Card clinic offered for throwers

CARLINVILLE (Aug. 9, 2018) – Youngsters got a real eye-opener on what it takes to be a successful track and field thrower last weekend at Carlinville High School.

U.S. Olympian Kelsey Card, a 2011 graduate of Carlinville High School, her brother Daniel Card and her husband Andrew Bartsch hosted a free shot put and discus clinic at Carlinville High School.

The four sessions included 10 middle school aged students and 12 high school aged students for a total of 44 athletes.

Card said that the athletes came from as far away as Riverton, Springfield, Tuscola, East Alton, and Highland.

“It was warm out but we had plenty of rest breaks,” Card said.

Those participating were given the opportunity to have their form techniques evaluated with instruction on how they can improve going forward.

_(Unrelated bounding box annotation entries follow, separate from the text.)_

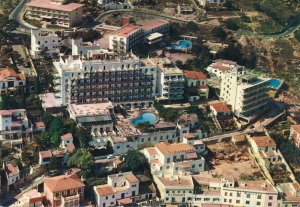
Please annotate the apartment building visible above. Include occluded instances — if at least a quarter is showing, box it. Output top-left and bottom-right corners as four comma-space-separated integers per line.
0, 68, 26, 93
153, 176, 194, 203
290, 124, 300, 148
0, 109, 32, 147
220, 68, 269, 122
143, 142, 205, 177
193, 175, 278, 207
183, 70, 209, 102
109, 19, 170, 52
30, 29, 62, 59
206, 60, 244, 78
145, 58, 184, 101
109, 24, 144, 53
44, 169, 85, 207
26, 0, 84, 27
53, 52, 156, 108
94, 172, 154, 207
72, 38, 100, 58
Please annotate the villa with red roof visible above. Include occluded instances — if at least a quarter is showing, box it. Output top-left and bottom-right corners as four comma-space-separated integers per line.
290, 124, 300, 148
109, 19, 169, 52
0, 109, 32, 147
3, 162, 20, 191
206, 60, 244, 78
0, 68, 26, 92
44, 171, 85, 207
183, 70, 209, 102
26, 0, 84, 27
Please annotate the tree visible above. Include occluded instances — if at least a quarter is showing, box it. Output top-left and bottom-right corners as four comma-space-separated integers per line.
212, 27, 227, 40
76, 126, 93, 148
68, 149, 95, 178
121, 150, 149, 174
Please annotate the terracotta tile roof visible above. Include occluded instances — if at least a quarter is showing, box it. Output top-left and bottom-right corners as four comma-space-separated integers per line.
251, 136, 276, 147
60, 133, 73, 140
146, 147, 157, 156
26, 0, 84, 12
34, 121, 45, 129
112, 24, 141, 37
155, 142, 195, 155
210, 102, 230, 113
44, 171, 85, 192
142, 19, 169, 31
183, 70, 207, 80
96, 184, 115, 196
109, 172, 139, 183
5, 163, 20, 177
291, 124, 300, 134
158, 176, 193, 188
0, 69, 25, 81
40, 150, 52, 158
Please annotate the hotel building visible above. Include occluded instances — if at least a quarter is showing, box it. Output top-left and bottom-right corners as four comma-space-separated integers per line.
53, 51, 156, 108
26, 0, 84, 27
220, 68, 269, 121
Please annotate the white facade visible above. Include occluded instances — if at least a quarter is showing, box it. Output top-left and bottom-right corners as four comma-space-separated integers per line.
0, 109, 32, 147
72, 38, 100, 58
0, 69, 26, 92
30, 30, 62, 58
220, 69, 269, 120
94, 172, 152, 207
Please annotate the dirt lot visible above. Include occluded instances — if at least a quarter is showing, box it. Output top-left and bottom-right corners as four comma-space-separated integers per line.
206, 142, 262, 180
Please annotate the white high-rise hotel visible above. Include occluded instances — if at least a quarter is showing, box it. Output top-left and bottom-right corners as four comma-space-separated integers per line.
54, 50, 157, 107
221, 68, 269, 121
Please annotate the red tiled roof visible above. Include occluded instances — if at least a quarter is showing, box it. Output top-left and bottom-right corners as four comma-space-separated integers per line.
251, 136, 276, 147
60, 133, 73, 140
5, 163, 19, 176
291, 124, 300, 134
0, 69, 25, 81
27, 0, 84, 12
113, 24, 141, 37
183, 70, 207, 80
40, 150, 52, 158
96, 184, 115, 196
66, 143, 75, 153
211, 102, 230, 113
44, 174, 85, 192
142, 19, 169, 31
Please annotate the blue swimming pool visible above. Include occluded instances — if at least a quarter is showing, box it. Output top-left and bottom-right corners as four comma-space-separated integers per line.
269, 79, 282, 90
132, 112, 157, 125
167, 40, 192, 50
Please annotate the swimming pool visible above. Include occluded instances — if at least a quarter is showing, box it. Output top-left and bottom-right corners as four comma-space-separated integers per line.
132, 112, 157, 125
268, 79, 282, 90
167, 40, 192, 50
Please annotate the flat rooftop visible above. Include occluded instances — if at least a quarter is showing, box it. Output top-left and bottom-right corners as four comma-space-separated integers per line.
26, 0, 84, 12
69, 102, 113, 116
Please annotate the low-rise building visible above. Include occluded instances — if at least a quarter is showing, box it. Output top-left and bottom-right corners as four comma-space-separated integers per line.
0, 109, 32, 147
72, 38, 100, 58
30, 29, 62, 59
94, 172, 154, 207
209, 101, 231, 117
3, 162, 20, 191
44, 171, 85, 207
206, 60, 244, 78
290, 124, 300, 148
26, 0, 84, 27
220, 68, 270, 122
0, 68, 26, 93
183, 70, 209, 102
143, 142, 205, 177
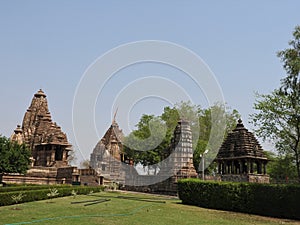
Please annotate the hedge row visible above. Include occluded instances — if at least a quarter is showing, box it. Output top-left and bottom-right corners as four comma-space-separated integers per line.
0, 186, 104, 206
178, 179, 300, 219
0, 184, 70, 193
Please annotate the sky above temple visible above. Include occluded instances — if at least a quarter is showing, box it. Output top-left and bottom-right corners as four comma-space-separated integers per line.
0, 0, 300, 164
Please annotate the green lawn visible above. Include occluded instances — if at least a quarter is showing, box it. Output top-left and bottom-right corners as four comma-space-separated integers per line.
0, 192, 300, 225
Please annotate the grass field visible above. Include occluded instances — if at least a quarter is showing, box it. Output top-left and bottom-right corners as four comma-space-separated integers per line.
0, 192, 300, 225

“It’s nice to throw with someone with experience who can watch and help correct any issues – throwing takes a lot of work and good balance,” Card said. “We are hoping to do more of these clinics in the future.”

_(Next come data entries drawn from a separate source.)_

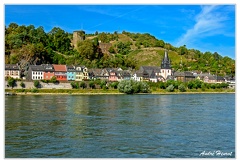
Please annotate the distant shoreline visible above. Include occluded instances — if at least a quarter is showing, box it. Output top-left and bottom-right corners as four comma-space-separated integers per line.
5, 91, 235, 96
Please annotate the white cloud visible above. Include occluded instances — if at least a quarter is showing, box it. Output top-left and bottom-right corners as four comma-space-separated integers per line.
176, 6, 232, 46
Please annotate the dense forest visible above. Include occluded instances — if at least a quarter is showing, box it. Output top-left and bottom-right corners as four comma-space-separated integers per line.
5, 23, 235, 76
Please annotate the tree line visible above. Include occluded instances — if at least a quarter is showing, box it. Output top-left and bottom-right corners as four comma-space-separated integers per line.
5, 23, 235, 76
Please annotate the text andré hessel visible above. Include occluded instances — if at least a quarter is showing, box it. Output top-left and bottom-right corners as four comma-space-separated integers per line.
199, 150, 233, 157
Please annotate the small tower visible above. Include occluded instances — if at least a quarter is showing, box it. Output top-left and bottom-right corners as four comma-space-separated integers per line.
161, 50, 172, 80
72, 31, 85, 48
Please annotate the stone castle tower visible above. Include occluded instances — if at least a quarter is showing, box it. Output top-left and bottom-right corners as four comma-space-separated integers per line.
72, 30, 85, 48
161, 50, 172, 79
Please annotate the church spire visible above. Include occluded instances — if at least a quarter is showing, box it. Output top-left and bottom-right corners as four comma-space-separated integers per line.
161, 50, 171, 69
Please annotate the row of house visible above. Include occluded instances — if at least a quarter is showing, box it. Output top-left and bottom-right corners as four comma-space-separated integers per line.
5, 51, 235, 85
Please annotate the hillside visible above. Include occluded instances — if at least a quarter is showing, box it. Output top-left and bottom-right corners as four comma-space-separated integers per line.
5, 23, 235, 76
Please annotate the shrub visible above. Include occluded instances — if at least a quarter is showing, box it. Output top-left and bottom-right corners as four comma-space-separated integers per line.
178, 83, 186, 92
166, 84, 174, 92
89, 81, 95, 89
118, 80, 150, 94
33, 80, 40, 88
20, 82, 25, 88
31, 88, 39, 93
71, 82, 79, 89
8, 77, 16, 88
80, 82, 87, 89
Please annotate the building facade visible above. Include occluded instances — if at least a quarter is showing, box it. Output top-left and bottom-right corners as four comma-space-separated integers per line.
5, 64, 21, 79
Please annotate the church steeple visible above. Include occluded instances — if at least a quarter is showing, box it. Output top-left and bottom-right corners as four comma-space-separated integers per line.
161, 50, 171, 69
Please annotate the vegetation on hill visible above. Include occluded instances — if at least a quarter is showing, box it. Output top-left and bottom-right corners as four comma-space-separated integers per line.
5, 23, 235, 76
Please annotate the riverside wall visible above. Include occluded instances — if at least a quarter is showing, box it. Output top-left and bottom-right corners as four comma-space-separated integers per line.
5, 81, 72, 89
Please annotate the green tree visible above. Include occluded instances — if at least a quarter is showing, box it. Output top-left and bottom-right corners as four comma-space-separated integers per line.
33, 80, 40, 88
166, 84, 174, 92
110, 82, 118, 89
20, 82, 25, 88
50, 76, 58, 83
178, 83, 186, 92
8, 77, 16, 89
80, 81, 87, 89
71, 82, 79, 89
98, 32, 109, 43
89, 81, 95, 89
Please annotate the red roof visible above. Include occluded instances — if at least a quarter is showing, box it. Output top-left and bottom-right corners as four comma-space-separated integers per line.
53, 64, 67, 72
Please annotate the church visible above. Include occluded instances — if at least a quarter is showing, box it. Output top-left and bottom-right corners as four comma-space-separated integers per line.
132, 50, 172, 82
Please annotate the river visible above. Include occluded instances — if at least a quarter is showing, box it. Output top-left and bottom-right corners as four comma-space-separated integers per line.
5, 94, 235, 158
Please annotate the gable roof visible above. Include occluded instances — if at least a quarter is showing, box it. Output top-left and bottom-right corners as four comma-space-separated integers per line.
29, 65, 44, 71
42, 64, 54, 72
53, 64, 67, 72
5, 64, 19, 70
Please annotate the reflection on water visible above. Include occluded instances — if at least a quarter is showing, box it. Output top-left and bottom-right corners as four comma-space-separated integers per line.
5, 94, 235, 158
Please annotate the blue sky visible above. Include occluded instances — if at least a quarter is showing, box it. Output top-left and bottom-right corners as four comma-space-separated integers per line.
5, 4, 235, 59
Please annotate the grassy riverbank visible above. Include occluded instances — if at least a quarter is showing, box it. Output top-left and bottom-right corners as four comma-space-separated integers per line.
5, 89, 235, 95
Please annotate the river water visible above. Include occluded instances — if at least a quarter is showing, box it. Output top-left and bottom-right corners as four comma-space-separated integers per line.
5, 94, 235, 158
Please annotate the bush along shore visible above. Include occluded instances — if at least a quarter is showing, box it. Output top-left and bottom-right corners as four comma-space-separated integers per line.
5, 79, 235, 95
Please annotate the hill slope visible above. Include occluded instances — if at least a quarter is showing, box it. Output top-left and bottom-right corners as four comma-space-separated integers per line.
5, 23, 235, 76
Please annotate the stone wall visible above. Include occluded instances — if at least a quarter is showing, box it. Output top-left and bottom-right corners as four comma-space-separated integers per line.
5, 81, 72, 89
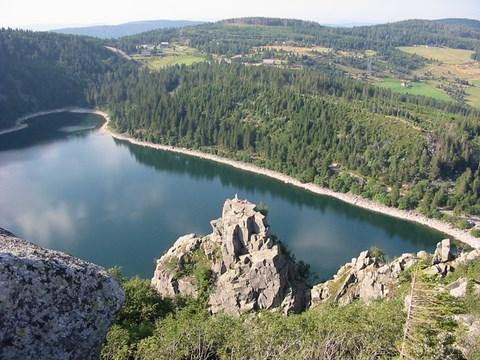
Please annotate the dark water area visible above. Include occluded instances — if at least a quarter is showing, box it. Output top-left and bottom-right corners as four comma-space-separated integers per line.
0, 113, 443, 279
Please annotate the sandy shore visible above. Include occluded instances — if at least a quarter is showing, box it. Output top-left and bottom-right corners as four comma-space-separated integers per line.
4, 108, 480, 249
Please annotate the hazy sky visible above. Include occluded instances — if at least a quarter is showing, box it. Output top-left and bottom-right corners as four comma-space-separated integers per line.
0, 0, 480, 28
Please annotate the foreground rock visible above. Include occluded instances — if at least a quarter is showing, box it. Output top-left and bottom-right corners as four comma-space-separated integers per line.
311, 239, 480, 307
152, 198, 310, 314
0, 229, 124, 359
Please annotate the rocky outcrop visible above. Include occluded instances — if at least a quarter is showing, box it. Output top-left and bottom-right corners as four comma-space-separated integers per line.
311, 239, 470, 307
152, 198, 310, 314
432, 239, 453, 265
311, 251, 423, 307
0, 229, 124, 359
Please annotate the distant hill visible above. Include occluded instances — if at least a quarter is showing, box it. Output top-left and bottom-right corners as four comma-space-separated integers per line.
437, 19, 480, 30
51, 20, 203, 39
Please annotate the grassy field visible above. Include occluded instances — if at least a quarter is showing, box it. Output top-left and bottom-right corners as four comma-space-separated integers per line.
396, 46, 480, 108
134, 54, 205, 71
399, 46, 473, 64
374, 78, 452, 101
465, 80, 480, 108
262, 45, 332, 55
133, 45, 205, 71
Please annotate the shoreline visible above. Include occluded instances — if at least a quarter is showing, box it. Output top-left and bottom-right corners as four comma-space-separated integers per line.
0, 107, 480, 249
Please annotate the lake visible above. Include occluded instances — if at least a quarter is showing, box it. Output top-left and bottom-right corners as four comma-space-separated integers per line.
0, 113, 445, 279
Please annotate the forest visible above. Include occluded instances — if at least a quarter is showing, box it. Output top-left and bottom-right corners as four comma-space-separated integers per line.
0, 18, 480, 359
0, 18, 480, 228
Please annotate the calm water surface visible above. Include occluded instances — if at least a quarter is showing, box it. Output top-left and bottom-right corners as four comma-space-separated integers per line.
0, 113, 442, 279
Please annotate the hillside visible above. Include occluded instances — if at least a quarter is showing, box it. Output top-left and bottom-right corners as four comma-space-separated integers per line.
117, 18, 480, 108
0, 29, 133, 128
0, 18, 480, 359
102, 198, 480, 360
50, 20, 202, 39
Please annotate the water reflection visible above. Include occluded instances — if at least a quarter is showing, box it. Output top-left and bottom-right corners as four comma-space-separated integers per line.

Card is a four-time IHSA state champion at Carlinville High School in the shot put and discus, and holds the IHSA record for longest discus toss at 167-feet-four inches.

In college at the University of Wisconsin, Card was a seven-time first-team All-American, and a Big 10 record holder in the outdoor shot put (60-feet-10.75 inches) and discus (208-feet-five inches). She was 2016 NCAA outdoor champion in the discus.

Bartsch, currently Madison, Wisc. Club throws coach, is a former thrower at UC-Davis and the University of Wisconsin.

Daniel Card just wrapped up a successful high school career at Carlinville High School, participating in wrestling, football and track and field. He advanced to state in track and field in his final three years.

Carlinville High School alum and US Olympian in the discus, Kelsey Card and her husband, Andrew Bartsch hosted a free clinic for shot put and discus throwers at Carlinville High School. The clinic had four sessions, two on Friday and two on Saturday. Middle school students were given instruction in the morning and high school students were given instruction in the afternoon. The sessions consisted of around 10 campers for each.